Abstract: A vital step in river provenance analysis is analyzing and identifying sand and sediment components. Traditional statistical processes not only are time consuming and laborious but also yield data with uneven quality. Since these data are generated by different laboratories using different processing standards, they often cannot be compared. Although automatic identification through machine learning can potentially relieve geologists from such tedious and time-consuming work, it requires a large number of microscopic images for machine training. To facilitate data disclosure and sharing, the authors hereby publish a photomicrograph dataset of sand grains obtained from the Yarlung Tsangpo, Tibet, China. The dataset comprises 8,734 tagged clastic particle images and corresponding coordinate information files, 1,878 sand microscope images, 120 numbered base maps, two tables for sand composition identification, which we hope will provide a good foundation for the machine training of automatic sand component identification. Furthermore, it provides references for the identification of other river-sand detrital components.
Keywords: sand grains; photomicrograph; sedimentology; machine learning; Yarlung Tsangpo; river sand
|Title||Photomicrograph dataset of sand grains from the Yarlung Tsangpo in Tibet|
|Data corresponding author||Hu Xiumian (firstname.lastname@example.org)|
|Data authors||Dong Xiaolong, Hu Xiumian, Lai wen|
|Time range||Modern river sand samples were collected in June 2016; Polarized photomicrographs of thin sections were taken in 2019.|
|Geographical scope||The sampling site is located at the trunk river of Yarlung Tsangpo in Xigaze, Tibet; GPS: 29°19′13.5″N & 88°51′28.4″E.|
|Polarized microscopel resolution||4908 × 3264 pixels|
|Data volume||10.3 GB|
|Data format||*.xml; *.jpg; *.xls|
|Data service system||<https://dx.doi.org/10.11922/sciencedb.j00001.00035>|
|Source of funding||The Second Tibetan Plateau Scientific Expedition and Research Program, Ministry of Science and Technology, China (Grant No. 2019QZKK0204).|
|Dataset composition||The dataset includes three data files: “photomicrographs for labeled single grain.zip” “labeled base map.zip” and “information table of single grain.xls.” (1) “Photomicrographs for labeled single grain.zip” stores the coordinates of all sand grains (*.xml) and their 1876 polarized photomicrographs (*.jpg), with a data volume of 9.49 GB; (2) “Labeled base map.zip” stores the serial number of the particles and their corresponding photomicrograph photographic field, with 120 photos totaling a data volume of 911 MB; (3) “Information table of single grain.xls” are data sheets for the identification of sand grains in the thin sections, with a data volume of 162 KB.|
The composition and content of detritus in sand or sandstone are a solid foundation for judging the source of samples. To obtain the composition and content, the samples obtained by traditional methods are cut into standard thin sections, and the Gazzi–Dickinson method is used to count more than 400 grains under a polarizing microscope . However, this method of point-by-point recognition is not only time consuming but also laborious; furthermore, it is easily influenced by subjective knowledge and experience. This implies that comparing datasets obtained by different laboratories is difficult. Accordingly, a new method is required that will free geologists from tedious and time-consuming detrital statistics and thus improve their work efficiency.

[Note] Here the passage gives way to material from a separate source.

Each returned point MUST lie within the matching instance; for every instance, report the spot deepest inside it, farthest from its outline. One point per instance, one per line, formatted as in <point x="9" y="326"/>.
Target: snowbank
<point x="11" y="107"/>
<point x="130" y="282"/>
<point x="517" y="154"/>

In recent years, computer-aided methods based on machine learning have been applied to the automatic identification of coal components , ore minerals , and heavy minerals  to not only help reduce the heavy workloads of geologists but also improve identification accuracy and achieve data comparison between different laboratories. First, the photomicrograph classification method based on machine learning extracts photomicrograph features, such as color, cleavage, structure, and shape, and constructs the feature representation of geological photomicrographs in the feature space. Then, the machine learning algorithm is used to learn the differences between different types of features, and a feature classifier is constructed to realize automatic identification and the classification statistics of detritus based on photomicrographs.
For the automatic identification technology of detrital components based on photomicrographs, a large number of photomicrograph datasets are required for the machine learning of samples in the early stage. However, this type of data is still in the early stages, and many researchers are struggling to find such published database to use the labeled photomicrograph dataset for in-depth learning. Based on the principles of data sharing and open utilization, this study collates and shares the photomicrograph datasets that were individually photographed and labeled, consuming a lot of time and energy.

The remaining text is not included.